We cannot be surprised that Protestants do not know the Church better than we do ourselves, or that, while we allow no evil to be spoken of her human elements, those who deem her altogether human should discover in her the defects of human institutions. It is intensely difficult to enter into the spirit of a system not our own. Particular principles and doctrines are easily mastered; but a system answering all the spiritual cravings, all the intellectual capabilities of man, demands more than a mere mental effort,—a submission of the intellect, an act of faith, a temporary suspension of the critical faculty. This applies not merely to the Christian religion, with its unfathomable mysteries and its inexhaustible fund of truth, but to the fruits of human speculation. Nobody has ever succeeded in writing a history of philosophy without incurring either the reproach that he is a mere historian, incapable of entering into the genius of any system, or a mere metaphysician, who can discern in all other philosophies only the relation they bear to his own. In religion the difficulty is greater still, and greatest of all with Catholicism. For the Church is to be seen, not in books, but in life. No divine can put together the whole body of her doctrine; no canonist the whole fabric of her law; no historian the infinite vicissitudes of her career. The Protestant who wishes to be informed on all these things can be advised to rely on no one manual, on no encyclopædia of her deeds and of her ideas; if he seeks to know what these have been, he must be told to look around. And to one who surveys her teaching and her fortunes through all ages and all lands, ignorant or careless of that which is essential, changeless, and immortal in her, it will not be easy to discern through so much outward change a regular development, amid such variety of forms the unchanging substance, in so many modifications fidelity to constant laws; or to recognise, in a career so chequered with failure, disaster, and suffering, with the apostasy of heroes, the weakness of rulers, and the errors of doctors, the unfailing hand of a heavenly Guide.
FOOTNOTES:
[322] The Rambler, March 1862.
[323] Works, ii. 47. This is one of the passages which, seventy years ago, were declared to be treasonable. We trust we run no risk in confessing that we entirely agree with it.
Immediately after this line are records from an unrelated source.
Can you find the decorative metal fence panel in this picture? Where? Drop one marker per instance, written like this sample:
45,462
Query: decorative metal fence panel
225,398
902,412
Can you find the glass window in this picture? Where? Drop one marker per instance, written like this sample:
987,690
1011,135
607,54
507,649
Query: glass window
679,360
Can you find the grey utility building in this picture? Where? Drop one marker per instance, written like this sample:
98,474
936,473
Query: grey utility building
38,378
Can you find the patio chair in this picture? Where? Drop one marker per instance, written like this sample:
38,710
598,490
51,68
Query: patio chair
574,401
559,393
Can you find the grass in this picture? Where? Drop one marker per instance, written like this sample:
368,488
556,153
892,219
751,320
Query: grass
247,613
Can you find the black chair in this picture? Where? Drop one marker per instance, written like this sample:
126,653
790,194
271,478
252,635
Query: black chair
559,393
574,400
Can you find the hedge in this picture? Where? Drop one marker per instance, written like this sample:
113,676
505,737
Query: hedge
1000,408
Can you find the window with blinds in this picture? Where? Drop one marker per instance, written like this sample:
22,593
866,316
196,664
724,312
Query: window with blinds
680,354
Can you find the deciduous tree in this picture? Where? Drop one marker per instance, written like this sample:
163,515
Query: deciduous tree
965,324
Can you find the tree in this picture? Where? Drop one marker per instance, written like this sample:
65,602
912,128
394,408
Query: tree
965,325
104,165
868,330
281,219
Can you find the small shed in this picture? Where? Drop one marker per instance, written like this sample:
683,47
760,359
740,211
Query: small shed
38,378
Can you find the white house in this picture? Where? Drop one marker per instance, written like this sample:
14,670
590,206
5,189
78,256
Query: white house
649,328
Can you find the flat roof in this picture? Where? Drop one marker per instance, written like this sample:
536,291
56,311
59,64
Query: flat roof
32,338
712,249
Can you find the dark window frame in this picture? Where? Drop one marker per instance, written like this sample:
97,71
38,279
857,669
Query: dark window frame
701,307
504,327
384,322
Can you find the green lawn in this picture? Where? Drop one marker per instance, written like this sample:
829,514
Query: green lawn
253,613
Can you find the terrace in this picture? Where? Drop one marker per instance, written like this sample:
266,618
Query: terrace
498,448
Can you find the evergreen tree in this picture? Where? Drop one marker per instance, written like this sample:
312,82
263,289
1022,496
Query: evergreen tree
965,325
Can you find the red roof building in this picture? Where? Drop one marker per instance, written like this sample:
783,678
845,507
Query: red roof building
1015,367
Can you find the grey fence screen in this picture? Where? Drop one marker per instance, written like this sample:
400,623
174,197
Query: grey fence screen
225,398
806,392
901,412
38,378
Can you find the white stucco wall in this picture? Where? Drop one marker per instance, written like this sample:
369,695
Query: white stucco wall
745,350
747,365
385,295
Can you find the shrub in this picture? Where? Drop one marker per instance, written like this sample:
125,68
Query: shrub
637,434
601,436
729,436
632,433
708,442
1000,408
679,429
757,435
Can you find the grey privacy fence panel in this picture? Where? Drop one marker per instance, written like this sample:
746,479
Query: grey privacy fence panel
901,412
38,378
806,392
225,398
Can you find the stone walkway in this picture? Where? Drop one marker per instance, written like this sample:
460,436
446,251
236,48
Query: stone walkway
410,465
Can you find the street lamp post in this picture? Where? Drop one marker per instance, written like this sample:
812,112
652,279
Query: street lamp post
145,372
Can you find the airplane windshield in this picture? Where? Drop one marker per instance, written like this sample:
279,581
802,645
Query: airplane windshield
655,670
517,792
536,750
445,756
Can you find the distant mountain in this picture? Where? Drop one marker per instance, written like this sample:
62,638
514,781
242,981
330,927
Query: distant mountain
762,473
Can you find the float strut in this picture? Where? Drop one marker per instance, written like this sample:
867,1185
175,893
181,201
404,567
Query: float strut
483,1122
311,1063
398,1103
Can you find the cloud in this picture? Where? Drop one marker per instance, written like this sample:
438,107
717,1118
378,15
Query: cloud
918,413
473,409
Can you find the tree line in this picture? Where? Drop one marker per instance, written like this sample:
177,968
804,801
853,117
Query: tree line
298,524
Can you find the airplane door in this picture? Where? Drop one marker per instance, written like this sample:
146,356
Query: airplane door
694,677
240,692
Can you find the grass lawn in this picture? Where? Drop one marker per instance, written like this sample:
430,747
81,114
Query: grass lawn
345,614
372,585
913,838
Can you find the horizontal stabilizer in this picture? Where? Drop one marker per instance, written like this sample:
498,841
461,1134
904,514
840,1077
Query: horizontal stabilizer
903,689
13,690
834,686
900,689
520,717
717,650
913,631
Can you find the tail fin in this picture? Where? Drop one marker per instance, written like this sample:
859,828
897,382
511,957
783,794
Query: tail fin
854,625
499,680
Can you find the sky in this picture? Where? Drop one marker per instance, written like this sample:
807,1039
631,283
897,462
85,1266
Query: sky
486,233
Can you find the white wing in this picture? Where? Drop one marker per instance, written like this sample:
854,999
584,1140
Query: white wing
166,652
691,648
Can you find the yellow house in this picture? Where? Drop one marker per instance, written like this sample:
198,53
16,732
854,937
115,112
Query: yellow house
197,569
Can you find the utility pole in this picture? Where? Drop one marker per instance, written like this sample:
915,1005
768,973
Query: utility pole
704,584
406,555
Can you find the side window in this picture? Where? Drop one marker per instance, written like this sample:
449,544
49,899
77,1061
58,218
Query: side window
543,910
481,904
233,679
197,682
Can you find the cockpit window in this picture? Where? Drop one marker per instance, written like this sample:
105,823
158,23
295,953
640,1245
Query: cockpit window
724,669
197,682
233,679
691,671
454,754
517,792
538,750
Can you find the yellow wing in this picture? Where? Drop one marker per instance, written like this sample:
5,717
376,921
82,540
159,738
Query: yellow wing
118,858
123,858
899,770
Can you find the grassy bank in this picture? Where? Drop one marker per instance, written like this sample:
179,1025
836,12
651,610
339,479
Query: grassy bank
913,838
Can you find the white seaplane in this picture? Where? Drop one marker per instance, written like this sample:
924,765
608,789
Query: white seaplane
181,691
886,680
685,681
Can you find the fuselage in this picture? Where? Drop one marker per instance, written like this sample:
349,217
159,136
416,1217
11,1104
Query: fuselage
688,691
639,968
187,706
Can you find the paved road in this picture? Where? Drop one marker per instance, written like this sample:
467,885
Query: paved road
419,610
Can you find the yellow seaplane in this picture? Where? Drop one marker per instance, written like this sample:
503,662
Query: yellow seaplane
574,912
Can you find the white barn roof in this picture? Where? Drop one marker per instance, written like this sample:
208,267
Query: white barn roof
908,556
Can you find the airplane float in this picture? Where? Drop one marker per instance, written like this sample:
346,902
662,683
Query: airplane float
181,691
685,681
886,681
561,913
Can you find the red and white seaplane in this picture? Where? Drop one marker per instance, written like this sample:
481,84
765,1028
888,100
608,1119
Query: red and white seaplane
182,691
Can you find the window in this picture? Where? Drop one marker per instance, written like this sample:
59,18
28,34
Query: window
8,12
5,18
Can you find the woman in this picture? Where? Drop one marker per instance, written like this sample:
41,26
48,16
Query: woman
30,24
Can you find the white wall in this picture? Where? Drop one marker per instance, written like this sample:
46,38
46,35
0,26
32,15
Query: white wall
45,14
[324] Tocqueville, L'Ancien Régime et la Révolution, Préface, p. xvi.
[325] "From what I have observed, it is pride, arrogance, and a spirit of domination, and not a bigoted spirit of religion, that has caused and kept up those oppressive statutes. I am sure I have known those who have oppressed Papists in their civil rights exceedingly indulgent to them in their religious ceremonies, and who really wished them to continue Catholics, in order to furnish pretences for oppression. These persons never saw a man (by converting) escape out of their power but with grudging and regret" (Burke. "On the Penal Laws against Irish Catholics," Works, iv. 505).
"I vow to God, I would sooner bring myself to put a man to immediate death for opinions I disliked, and so to get rid of the man and his opinions at once, than to fret him into a feverish being tainted with the jail-distemper of a contagious servitude, to keep him above ground, an animated mass of putrefaction, corrupted himself, and corrupting all about him" (Speech at Bristol, ibid. iii. 427).